Find first occurrence from sorted array

1. Problem statement
2. Insights
- 2.1. Duplicate keys
3. Solution
4. Tests
- 4.1. Basic tests
- 4.2. Property-based tests
5. References

1. Problem statement

Given a sorted array, find the first occurrence of an item k in the array (Aziz et al., 2018, p. 155). If the item does not exist, return None.

Input: [1, 2, 4, 7, 8], k=7
Output: 3 (index 3)

Input: [1], k=2
Output: None

2. Insights

2.1. Duplicate keys

If there are no duplicate keys (best-case scenario), then we can do binary search to get to the first occurrence.

If there are duplicates though (what if all items are equal to k?), then a single binary search iteration will not be enough.

Hint: if the middle element of the input is equal to k, we can eliminate all candidates to the right.

3. Solution

3.1. Brute force

The most obvious solution is to just iterate through the list, checking each item to see if it equals k.

brute_force🔗

def find_first_occurrence_brute_force(haystack: List[int],
                                      needle: int) -> Optional[int]:
    for i, item in enumerate(haystack):
        if item == needle:
            return i
    return None

3.2. Optimal

We can do a binary search once to figure out if the item exists in the array. Then we can do a linear search to the left in case the one we binary-searched-to is a duplicate, to find the first occurrence.

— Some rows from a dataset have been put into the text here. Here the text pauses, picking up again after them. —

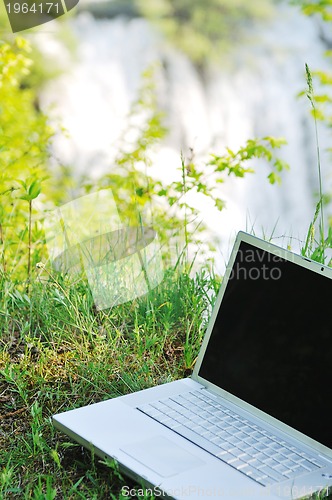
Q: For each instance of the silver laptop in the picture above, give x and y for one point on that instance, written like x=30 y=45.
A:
x=255 y=418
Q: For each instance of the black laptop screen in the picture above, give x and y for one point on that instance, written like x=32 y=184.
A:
x=271 y=344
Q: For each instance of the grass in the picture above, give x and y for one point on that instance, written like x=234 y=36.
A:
x=58 y=352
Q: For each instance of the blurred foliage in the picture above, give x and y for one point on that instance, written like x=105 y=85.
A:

Obviously, the worst case complexity is quite bad. If there are 1 million items all with the same item k, then binary search will terminate after a single pass at the middle (500,000th) element. Then we'd still need to iterate 500,000 times to the left to find the first occurrence at index 0. As the number of items \(n\) in the array grow, the worst-case time complexity also grows linearly in proportion to \(n\). So our worst-case time complexity is \(O(n)\).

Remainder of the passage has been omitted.